信頼の置ける仲間や家族であるならば情報を共有することには問題はないのだが。

 マハムードは煌と過ごした時間は短く、お互いのことをほとんど知らない。しかし、煌は命を救ってくれた。それも自身だけでなく、ここにいる全員をだ。一人で逃げればいいものを命をかけて世界最強格を倒してくれた。故にマハムードは煌を信頼した。

それどころか、ここにいる全員を信頼している。

 一度裏切ったサルマでさえも。

 

 このフロアに来るまでに煌はこれまであったことを聞かされていた。煌はここにいる全員とそこまで深い仲であるわけではないし、誰に何をされたわけでもないのだが、すでに苦楽を共にした仲間として扱われていた。
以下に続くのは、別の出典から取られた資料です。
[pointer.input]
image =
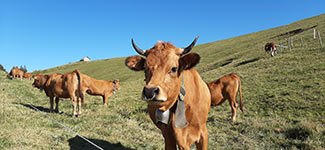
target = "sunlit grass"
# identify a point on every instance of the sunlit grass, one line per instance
(284, 100)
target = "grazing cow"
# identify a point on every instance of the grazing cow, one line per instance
(226, 88)
(178, 99)
(99, 87)
(28, 75)
(270, 47)
(61, 86)
(16, 73)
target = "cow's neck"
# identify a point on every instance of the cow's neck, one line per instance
(178, 109)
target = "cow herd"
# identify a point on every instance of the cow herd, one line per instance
(178, 99)
(17, 73)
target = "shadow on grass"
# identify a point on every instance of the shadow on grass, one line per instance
(77, 143)
(30, 106)
(247, 61)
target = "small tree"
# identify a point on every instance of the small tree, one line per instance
(2, 68)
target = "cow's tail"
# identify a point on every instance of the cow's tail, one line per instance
(79, 85)
(240, 96)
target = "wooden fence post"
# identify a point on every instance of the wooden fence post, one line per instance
(302, 43)
(320, 39)
(314, 33)
(289, 43)
(3, 106)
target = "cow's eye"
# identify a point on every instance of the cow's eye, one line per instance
(174, 69)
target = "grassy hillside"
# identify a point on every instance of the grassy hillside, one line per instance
(284, 100)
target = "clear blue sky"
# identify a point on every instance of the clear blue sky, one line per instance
(43, 34)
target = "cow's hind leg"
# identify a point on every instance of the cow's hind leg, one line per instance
(106, 98)
(57, 100)
(233, 105)
(79, 106)
(203, 143)
(51, 103)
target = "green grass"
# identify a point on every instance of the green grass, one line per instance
(284, 100)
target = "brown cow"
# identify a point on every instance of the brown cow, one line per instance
(270, 47)
(16, 73)
(169, 76)
(99, 87)
(61, 86)
(226, 88)
(28, 75)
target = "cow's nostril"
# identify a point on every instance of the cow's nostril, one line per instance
(156, 91)
(150, 93)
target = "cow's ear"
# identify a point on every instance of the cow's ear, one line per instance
(188, 61)
(135, 63)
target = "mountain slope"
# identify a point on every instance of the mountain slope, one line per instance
(284, 99)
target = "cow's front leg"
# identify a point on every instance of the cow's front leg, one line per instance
(74, 107)
(57, 104)
(51, 104)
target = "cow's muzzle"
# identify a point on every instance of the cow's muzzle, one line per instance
(149, 93)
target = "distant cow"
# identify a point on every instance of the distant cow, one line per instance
(27, 75)
(16, 73)
(270, 47)
(226, 88)
(178, 99)
(61, 86)
(99, 87)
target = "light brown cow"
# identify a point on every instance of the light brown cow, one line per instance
(16, 73)
(28, 75)
(61, 86)
(226, 88)
(169, 75)
(98, 87)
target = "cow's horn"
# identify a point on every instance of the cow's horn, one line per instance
(189, 48)
(139, 50)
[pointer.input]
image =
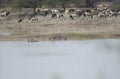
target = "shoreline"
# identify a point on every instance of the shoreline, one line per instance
(58, 37)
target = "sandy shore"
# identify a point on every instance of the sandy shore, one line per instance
(60, 29)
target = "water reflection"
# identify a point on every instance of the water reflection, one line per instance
(91, 59)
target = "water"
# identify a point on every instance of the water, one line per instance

 その煌がサルマをどう思っているのかもマハムードは知らないが、情報の共有を全員でしようと勝手に決めていたのだ。

 だから、煌のセカンドジョブについても内緒話のようにコソコソとではなく、みんなに聞こえるように大声で話をしている。

 

 煌は、それに対し嫌な顔一つしていない。ただそれは自分のジョブを周知されても嫌ではないからという理由ではない。
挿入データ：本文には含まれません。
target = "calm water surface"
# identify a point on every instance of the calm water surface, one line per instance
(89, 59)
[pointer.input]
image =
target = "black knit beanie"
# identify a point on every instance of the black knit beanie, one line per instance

 煌にとっては信頼しているとか、していないとか、仲間とか仲間じゃないとかではなく、単純に危機感がなかったからである。

 要するに何も考えていないのである。

 

 「実は━━━」

 

 煌はデザートドラゴンを倒した後に修得したこと、それがレア職であり仙人であったこと、さっきのスキルのこと、まだ見せていないスキルがあることを説明した。

 

 「……まじかよ、レアか……。ますます勝てないな……ハハッ…」

 「……マハムードさん、しかも仙人って修得条件が分からなくてその存在が幻とされいた程のやつですよ。 凄いなぁ……あっ!うわぁーしかも、ランキングがとんでもないことにっ」

 

 ノーラは何気なく煌のランキングを確認し驚愕した。

 レア職の人に逢えることも中々ないことであるが、上位ランカー、それも一桁台のランカーなど知り合いの伝でもない限りそうそう出会えないのである。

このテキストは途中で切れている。